Studies on the association of PM 2.5 and its compositions with metabolic syndrome (MetS) were limited, and it was unclear which was the most hazardous composition. In this study, we aimed to investigate the association between PM 2.5 and its compositions with MetS and identified the most hazardous composition. In this study, we included 13,418 adults over 45 years across 446 communities from 150 counties of 28 provinces in nationwide China in 2015. MetS was defined based on the five indicators of the Joint Interim Societies, including: blood pressure (SBP (systolic blood pressure) and DBP (diastolic blood pressure)); fasting blood glucose (FBG); fasting triglyceride (FTG); high density lipoprotein cholesterol (HDL-C); and waist circumference (WC). We used chemical transport models to estimate the concentration of PM 2.5 and its compositions, including black carbon, ammonium, nitrate, organic matter, and sulfate. We used a generalized linear regression model to examine the association of PM 2.5 and its compositions with MetS. In this study, we observed that the average age was 61.40 (standard deviation (SD): 9.59). Each IQR (29.76 μg/m 3 ) increase in PM 2.5 was associated with a 1.27 (95% CI: 1.17, 1.37) increase in the odds for MetS. We indicated that black carbon showed stronger associations than other compositions. The higher associations were observed among women, participants aged less than 60 years, who lived in urban areas and in the Northeast, smokers, drinkers, and the obese populations.

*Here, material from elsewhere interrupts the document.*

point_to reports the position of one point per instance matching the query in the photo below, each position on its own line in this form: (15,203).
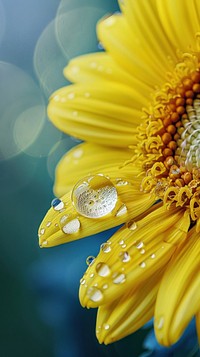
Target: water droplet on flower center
(94,294)
(102,269)
(95,196)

In conclusion, our findings identified the most harmful composition and sensitive populations and regions that required attention, which would be helpful for policymakers.

Suggested Citation

  • Qian Guo & Yuchen Zhao & Tao Xue & Junfeng Zhang & Xiaoli Duan, 2022. "Association of PM 2.5 and Its Chemical Compositions with Metabolic Syndrome: A Nationwide Study in Middle-Aged and Older Chinese Adults," IJERPH, MDPI, vol. 19(22), pages 1-11, November.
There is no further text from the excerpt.